At this point, I wanted to test this thing out myself, and luckily, it wasn’t Wayback Machine hunting season, as the guy actually left out a ZIP with the program’s files inside (the installer he originally packaged the program files with was incompatible on 64-bit architectures I assume), so I gave it a test drive, and I’ll just say that it was good for its time.
First of all, when I launched the executable, I was greeted with a message box thanking me for installing the software, albeit with some small spelling errors. I mean, Patchou did warn readers that his English wasn’t that good at the time.
After dismissing the message box, I was greeted with a dialog with some more spelling errors that basically showing some configuration stuff to let the user locate their chat logs and fiddle with the display settings. However, I did notice that this time, the program didn’t attach itself to the taskbar, nor did it even show up in the ALT
+ Tab
menu. Weird
Out of curiosity, I decided to see if Patchou’s old program would parse my HexChat logs. I think the answer should be obvious as I detail more of this program.
After clicking on “Let’s go!”, I was greeted with a message box stating that “An unknown error had occurred”, but it let me progress with the initialization of the program.
I was then greeted with a splash screen that was as 90s-looking as it could get.
Afterwards, the main window popped up, with guess what, more spelling errors, but the taskbar and ALT
+ Tab
thing was fixed.
It didn’t load the logs in the HexChat folder automatically, so I had to manually add them to the program to parse, and after it had tried to parse the log, unsurprisingly, it didn’t do as it was intended with the HexChat logs, and so the result was just the whole log in green. I can pretty much conclude that this thing could only parse mIRC and Pirch logs. If only I had mIRC or Pirch to properly test this thing with…

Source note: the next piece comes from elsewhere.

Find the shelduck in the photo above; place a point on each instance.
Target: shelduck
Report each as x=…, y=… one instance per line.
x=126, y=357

As for the other stuff, not much to fiddle around with, but the About dialog was interesting, to say the least, spelling errors aside. Complete with a picture of Patchou circa late 90s - early 2000s.
As for internals, it seems that Patchou bundled the MFC and RichTextBox libraries with the program files, assuming that both aren’t already on the system, along with a Readme and version log, both in French. The thing also comes with a version of the binary that supports Unicode, which would be considered poor practice nowadays, but that was back when people both used Windows 9x and XP, in which the latter supported Unicode, but the former did not, so I’ll give that a pass.
All in all, this isn’t a bad program per se. Somewhat clunky and buggy, yes, but from seeing screenshots of IRC Log Viewer being used with the correct kind of logs, it doesn’t do a bad job in that, although I can only imagine the code that does the parsing would be clunky itself.
Just know that this was made by the guy who also developed an MSN add-on we all know and love, even after Microsoft finally shut down the Messenger servers for good. This program basically marked his programming career and his career in making people happy (hehe).